BBVA Weekly Article @ http://serviciodeestudios.bbva.com

  • EU industrial output grew 1.7% MoM due to Germany, France, and
    Italy
  • German exports continued to increase, thanks to a weaker Euro,
    even as French confidence fell and Italian GDP was revised negative
  • Lighter trade continues to hold back the UK, private demand in
    Spain continues to be incredibly weak
  • Trichet continues to highlight potential sovereign debt crisis
    while maintaining very low rates to support stimulus measures

State Sreet G7 Weekly @ http://www.ssga.com/

  • US retail sales for February were upbeat thanks to substantial
    downward adjustments from December and January
  • US current account deficit continues to grow while trade
    deficit also widens on "recovery" signs
  • Canadian exports, employment, capacity utilization, and housing
    data continue to look optimistic
    , chance for rate increases looks
    good at first glance, but the BoC rarely acts before the Fed
  • In the UK, industrial output continues to disappoint, but retail
    sales numbers continue to improve
  • German, French, and Italian output continue to rise slightly, but
    are still unimpressive, graphs are generating an "L shaped recession"
  • Japanese data continues to act erratically as the BoJ attempts
    to fight deflation for the seemingly 1,000th time, but
    manufacturers are seeing orders rise in potential signs of export growth
  • Japanese corporate prices are rising due to oil prices,
    deflation still reigns supreme
  • Australian home loan approvals have fallen by 7.9%, this is
    the 4th consecutive decline and could be a leading indicator
    for a decline in construction activity
  • Chinese M2 grew 25% YoY, Indian production is up 16% YoY (India
    raised rates, also something to follow), and Brazil posted its first
    annual GDP gain (4.3%) in a year
  • US household wealth is up $5 trillion over the past 3 quarters,
    but $12 trillion remains in losses

FT Alphaville Article @
http://ftalphaville.ft.com/

  • Santander hemorrhaged cash (and equivalents) at a loss of €10.892
    billion over the past year, meanwhile, competitor BBVA posted cash gains
    of €1.69 billion and operating cash flow of positive €2.567
  • Boosts in operating cash flows at both BBVA and Santander
    potentially line up with alleged assistance from the ECB, which a
    Santander spokesperson took the time to go after the blog post, stating
    if Santander wanted more cash it could get it from the market, not
    resort to the ECB
  • To follow up on the previous bullet, does Santander really want to
    try and raise funds from the market?

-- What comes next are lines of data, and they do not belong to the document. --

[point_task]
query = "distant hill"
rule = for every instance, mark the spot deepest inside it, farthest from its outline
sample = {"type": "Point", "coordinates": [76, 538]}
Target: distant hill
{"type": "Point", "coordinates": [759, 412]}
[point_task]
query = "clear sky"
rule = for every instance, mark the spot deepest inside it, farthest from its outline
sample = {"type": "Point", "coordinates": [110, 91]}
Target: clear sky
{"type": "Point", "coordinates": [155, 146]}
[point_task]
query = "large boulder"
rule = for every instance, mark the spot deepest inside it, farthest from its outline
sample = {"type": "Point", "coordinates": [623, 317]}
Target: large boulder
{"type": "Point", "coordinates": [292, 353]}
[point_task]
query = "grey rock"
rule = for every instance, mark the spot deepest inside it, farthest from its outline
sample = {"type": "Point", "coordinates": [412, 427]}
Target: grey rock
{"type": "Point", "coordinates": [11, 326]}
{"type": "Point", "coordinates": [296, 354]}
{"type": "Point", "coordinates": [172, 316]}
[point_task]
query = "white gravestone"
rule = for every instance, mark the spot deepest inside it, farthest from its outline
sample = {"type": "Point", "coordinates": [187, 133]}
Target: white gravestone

A terrible bond auction for
    Santander would raise its risk profile as well as Spanish sovereigns,
    which would help unwind the "extend and pretend" policies currently used
  • See The
    Spanish Inquisition is About to Begin...
    and subscriber download Spanish
    Banking Macro Discussion Note
Last modified on Tuesday, 23 March 2010 00:00

1 comment

  • Comment Link Mark Hankins Tuesday, 23 March 2010 11:05 posted by Mark Hankins

    The excerpts all point to Kondratieff Winter, and the "cure" for that is the Year of Jubilee found in Leviticus. The solution U2 frontman Bono sought for the developing nations is now the cure desperately needed by the developed nations. Will it happen? Nah, they'll try finding their way out by the usual means: WAR!